I repeat this mantra every week, whether I’m saying this to myself, to a friend, or to one of my clients. From time to time, life inevitably throws us into adverse situations where the choice in front of us is between one hard thing and another hard thing.
No easy options. Just hard.
I remember, years ago, I’d gotten hurt by a friend neglecting our friendship. I kept my hurt feelings quiet. My mind went from generous interpretations like maybe they were in a busy season and couldn’t keep up with any friendships, to deep insecurities like maybe they no longer found me interesting or “sparkly” and therefore the upkeep of this friendship was fading for them. For a time, I thought I could deal with the impacts of feeling hurt privately. And then, they went absentee on me again. It was becoming a pattern. I struggled with allowing myself to feel hurt about it, because I really believed that wasn’t my friend’s intention. However, the impact remained the same, I felt hurt and unseen.
I hemmed and hawed: Do I risk sharing how I feel and tolerate the consequences that come with changing our relationship by opening up? That felt hard, exposing and scary. Or do I risk not sharing what goes on for me and my friend never getting to know me fully or what impacts me? That felt privately hard and oriented towards self-abandonment.
The stress was real.
The first scenario meant I’d have to practice tolerating being honest and vulnerable. Admitting to my friend that how they treated me impacted me and hurt my feelings. The hope was to repair and build a better connection with them. The risky bit? Their response to hearing my hurt didn’t guarantee reconciliation or repair. They could decide it wasn’t worth it, they could decide not to adjust, they could drop the relationship.
The second scenario meant I could maintain homeostasis by keeping quiet. It meant I would tolerate my hurt and swallow my discomfort privately. It certainly brought the comfort of avoiding a big confrontation. And also, it brought the stress of not being fully known or seen in this friendship. I desperately wanted to maintain connection, but this decision would mean tolerating disconnection without addressing it with them.
The stress I chose to tolerate was bringing up my honest feelings and allowing them to make choices with the information they learned about me.

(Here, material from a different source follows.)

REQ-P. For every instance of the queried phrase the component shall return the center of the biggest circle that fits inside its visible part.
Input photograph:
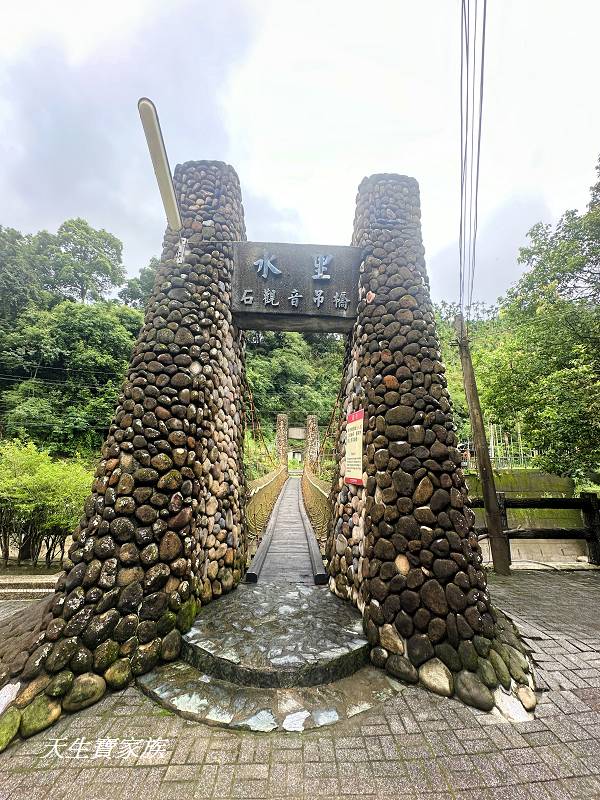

They said they really wanted to be a better friend to me. However, their actions didn’t follow their verbal commitments, and I learned that though they wanted to repair, they weren’t ready to engage in a deeper friendship. This also felt devastating. Full stop. However while I was feeling devastated, I also felt proud that I did the right thing for me. I did my best to be honest, I gave it my all, and I could let go of the friendship knowing I’d tried everything I could.
This scenario can replicate itself over and over.
Do I stay at this job and tolerate not feeling heard? Or do I leave this job and tolerate starting anew?
Do I stay silent in this relationship and tolerate my needs going chronically unmet? Or do I try communicating vulnerably and tolerate the risk of exposing myself to the other person’s response?
Do I try staying connected to myself and tolerate the risk of abandonment from certain relationships? Or do I tolerate abandoning myself to maintain relationships on fractioned connection?
Do I tolerate the stress of changing my situation? Or do I tolerate the stress of staying in the situation I’m in?
Do I try authenticity and tolerate the risk of being unliked? Do I detach from myself and tolerate the risk of relationships that won’t know me fully?
Do I tolerate staying? Or do I tolerate leaving?
Do I tolerate speaking up? Do I tolerate staying silent?
Do I tolerate staying the same? Or do I tolerate the stress of change?
I gravitate towards this mantra because…
It’s real, it’s tangible, it happens for everyone.
It comes up in life repeatedly.
Enhancing distress tolerance is an actual skillset we can practice that helps us navigate these exact scenarios.
When we’re met with hard scenarios, as the author Glennon Doyle says: “it feels hard because it is hard”. There are consequences to both choices. There is stress in both choices. A follow-up question to consider as you navigate your hard vs hard: Am I willing to expand in tolerating the distress of the consequences that follow this decision? There is nuance to each decision we make. Not all hard decisions are binary and certainly some scenarios allow for a middle-ground and compromise. This could be rich territory to explore with a therapist when reflecting on what decision feels “right” for you.
Grounding reminders:
You get to wrestle with the hard, no one’s exempt.
You are capable.
There is agency in being able to expand your abilities to tolerate distress.
We all deserve autonomy—autonomy is both stressful and empowering.
Choose the hard you’re willing to work towards tolerating.